SI: The important advantage of living and working in socialism is that you learn very early on that nothing is independent from ideology. Everything we do has a political charge, and the division between politics and aesthetics is entirely erroneous. I have repeatedly asked myself what is my position in the social system, my relationship with the system of power, domination and exploitation, and how can I respond and act meaningfully as an artist. The political and activist attitude is the result of this dilemma: I want to be deliberately active rather than a passive “object” of the ideological system. In Triangle I played my own politics of display against the state’s politics of display.
RM: The decade of the ’80s was bracketed by two historic events: Marshal Tito’s death in 1980 and the dismantling of the Berlin Wall in 1989, which began the splintering of the communist bloc in East-Central Europe and the intensification of nationalist movements among federations in Yugoslavia. In Croatia, the political paradigm changed with the election of the Social Democrats in 2000. However, the switch from communism to postcommunism resulted in the formation of a consumerist society with little recollection of its past. Would you comment on Gen XX (1997-2001), and on the question of historical memory?
SI: My aim in making Gen XX was to articulate my own act of resistance at a moment when Croatia was infected with nationalist ideology in its fight against the so-called leftist cultural hegemony. Gen XX was conceived not for a gallery. I wanted to find a context that would be broader than just that of art. Therefore, I made it as artist’s pages for Arkzine, an alternative magazine, which at the time was the only publication in Croatia open to national and international theoreticians and activists fostering a critical discourse. My target audience was the younger generation, which explains why I found it appropriate to use images of fashion models in advertisements for Dior, Chanel, Armani and others. I erased the logos of companies and replaced them with the names of women partisans who fought in the antifascist resistance movement during the socialist revolution, heroines well known to my generation but unknown to the generation that came of age in the ’90s.

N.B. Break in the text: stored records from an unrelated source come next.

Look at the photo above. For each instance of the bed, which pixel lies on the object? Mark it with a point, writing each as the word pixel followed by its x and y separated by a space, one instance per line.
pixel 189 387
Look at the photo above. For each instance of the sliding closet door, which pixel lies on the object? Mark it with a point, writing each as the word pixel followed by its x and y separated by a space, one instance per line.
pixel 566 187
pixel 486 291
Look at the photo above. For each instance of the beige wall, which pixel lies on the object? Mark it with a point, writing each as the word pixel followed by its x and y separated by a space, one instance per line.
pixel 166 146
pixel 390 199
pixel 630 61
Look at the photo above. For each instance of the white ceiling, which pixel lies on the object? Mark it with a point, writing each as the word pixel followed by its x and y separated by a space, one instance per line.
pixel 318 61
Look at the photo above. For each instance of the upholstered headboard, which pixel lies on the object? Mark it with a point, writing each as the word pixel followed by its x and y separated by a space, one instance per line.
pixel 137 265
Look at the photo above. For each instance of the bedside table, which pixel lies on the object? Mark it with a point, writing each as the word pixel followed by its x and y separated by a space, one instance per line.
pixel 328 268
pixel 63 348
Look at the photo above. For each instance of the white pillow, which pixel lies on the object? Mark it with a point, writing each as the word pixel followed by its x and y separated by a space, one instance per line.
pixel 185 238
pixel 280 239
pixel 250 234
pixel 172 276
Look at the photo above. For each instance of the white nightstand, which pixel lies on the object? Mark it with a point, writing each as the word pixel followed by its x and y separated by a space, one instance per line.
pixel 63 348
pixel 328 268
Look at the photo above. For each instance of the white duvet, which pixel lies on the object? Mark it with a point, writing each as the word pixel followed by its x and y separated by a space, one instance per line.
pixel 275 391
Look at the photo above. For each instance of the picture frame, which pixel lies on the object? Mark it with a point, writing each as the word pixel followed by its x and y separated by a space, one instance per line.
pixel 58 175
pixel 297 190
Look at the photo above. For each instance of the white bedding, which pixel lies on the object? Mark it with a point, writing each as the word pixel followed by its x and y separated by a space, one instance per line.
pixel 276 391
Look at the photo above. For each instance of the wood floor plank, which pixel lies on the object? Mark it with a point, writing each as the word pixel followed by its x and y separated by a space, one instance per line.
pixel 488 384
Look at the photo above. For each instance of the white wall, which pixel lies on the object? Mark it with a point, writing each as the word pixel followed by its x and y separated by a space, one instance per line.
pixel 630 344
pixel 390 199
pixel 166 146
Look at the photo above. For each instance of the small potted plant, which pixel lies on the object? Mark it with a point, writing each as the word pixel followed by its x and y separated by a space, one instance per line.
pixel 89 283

RM: Many of your recent works, such as Lady Rosa of Luxembourg (2001/2011), Women’s House (Sunglasses) (2002-ongoing) and Report on CEDAW U.S.A. (2011), expose the disregard for women’s rights that today pervades both transitional societies and democracies that pretend otherwise. What do you consider to be the most effective way of engagement in activist artistic practice?

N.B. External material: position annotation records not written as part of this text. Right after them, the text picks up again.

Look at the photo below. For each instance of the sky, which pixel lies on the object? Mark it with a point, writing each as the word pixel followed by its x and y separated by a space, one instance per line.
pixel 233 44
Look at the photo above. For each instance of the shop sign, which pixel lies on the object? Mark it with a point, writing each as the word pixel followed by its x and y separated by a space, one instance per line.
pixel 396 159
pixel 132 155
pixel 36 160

SI: My works are formally very diverse because I always seek the most effective way of getting the message across in a given context. I think that this state of urgency, which is a characteristic of the times we live in, demands that artists be extremely flexible; strategies of intervention (as opposed to an individual style, the auratic and the idea of artist as genius) form the feminist heritage, which is exceptionally relevant to today’s artistic practices. I try to figure out a mode of dealing with art in a political way. Instead of involving myself in traditional politically engaged art, I propose political engagement in artistic practice. I like to collaborate with nongovernmental and women organizations. I am convinced that activism and art can be mutually complementary.